UK team demonstrates tunable alignment of GaAs QD emission
Research led by Oleg Mitrofanov, professor of Terahertz Photonics in University College London (UCL) has demonstrated a new approach for aligning the emission wavelengths of individual GaAs quantum dots using an electrically tunable nonlocal metasurface.
The work 'Voltage-Tunable Nonlocal Metasurface for Enhanced Outcoupling of Emission from Quantum Dots' published in Nano Letters represents a key step towards practical semiconductor platforms for cooperative photon emission.

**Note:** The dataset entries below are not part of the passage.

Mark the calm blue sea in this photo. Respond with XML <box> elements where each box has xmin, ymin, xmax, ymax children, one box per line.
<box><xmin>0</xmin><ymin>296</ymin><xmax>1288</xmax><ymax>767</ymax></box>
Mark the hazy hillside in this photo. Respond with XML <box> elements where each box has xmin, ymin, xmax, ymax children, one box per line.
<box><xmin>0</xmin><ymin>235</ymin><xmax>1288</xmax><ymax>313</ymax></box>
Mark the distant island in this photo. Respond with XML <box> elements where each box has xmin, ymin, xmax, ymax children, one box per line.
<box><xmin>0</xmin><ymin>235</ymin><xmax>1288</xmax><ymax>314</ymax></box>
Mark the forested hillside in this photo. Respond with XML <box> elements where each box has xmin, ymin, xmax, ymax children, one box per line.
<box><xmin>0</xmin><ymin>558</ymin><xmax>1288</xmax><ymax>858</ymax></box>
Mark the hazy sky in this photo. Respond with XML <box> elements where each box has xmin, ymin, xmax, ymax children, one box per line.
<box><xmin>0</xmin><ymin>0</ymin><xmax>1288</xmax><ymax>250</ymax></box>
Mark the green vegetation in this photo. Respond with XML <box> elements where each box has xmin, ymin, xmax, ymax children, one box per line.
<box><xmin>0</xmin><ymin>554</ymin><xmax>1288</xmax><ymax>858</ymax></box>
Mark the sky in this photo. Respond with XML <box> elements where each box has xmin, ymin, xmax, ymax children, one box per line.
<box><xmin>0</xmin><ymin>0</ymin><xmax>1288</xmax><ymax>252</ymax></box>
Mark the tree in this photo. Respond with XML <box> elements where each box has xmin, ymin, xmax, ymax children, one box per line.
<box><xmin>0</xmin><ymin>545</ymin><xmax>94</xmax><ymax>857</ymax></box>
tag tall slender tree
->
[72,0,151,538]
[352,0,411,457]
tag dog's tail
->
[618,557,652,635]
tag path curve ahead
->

Cooperative photon emission is a fundamental quantum phenomenon with significant potential for future quantum technologies, but it is difficult to observe in realistic ensembles of semiconductor quantum dots due to natural variability between emitters.
In this study, low-density GaAs quantum dots were embedded within a nonlocal metasurface designed to support extended photonic modes.
The metasurface architecture enables electrical tuning of the emission wavelength while also enhancing photon outcoupling into free space. Variation in the dipole moments of individual quantum dots can be exploited to tune selected pairs into spectral alignment. As a result, two spatially separated quantum dots can be engineered to emit photons at the same wavelength, with strongly improved outcoupling efficiency.
According to the researchers, findings demonstrate a promising route towards scalable, multi-emitter quantum photonic systems based on semiconductor technologies.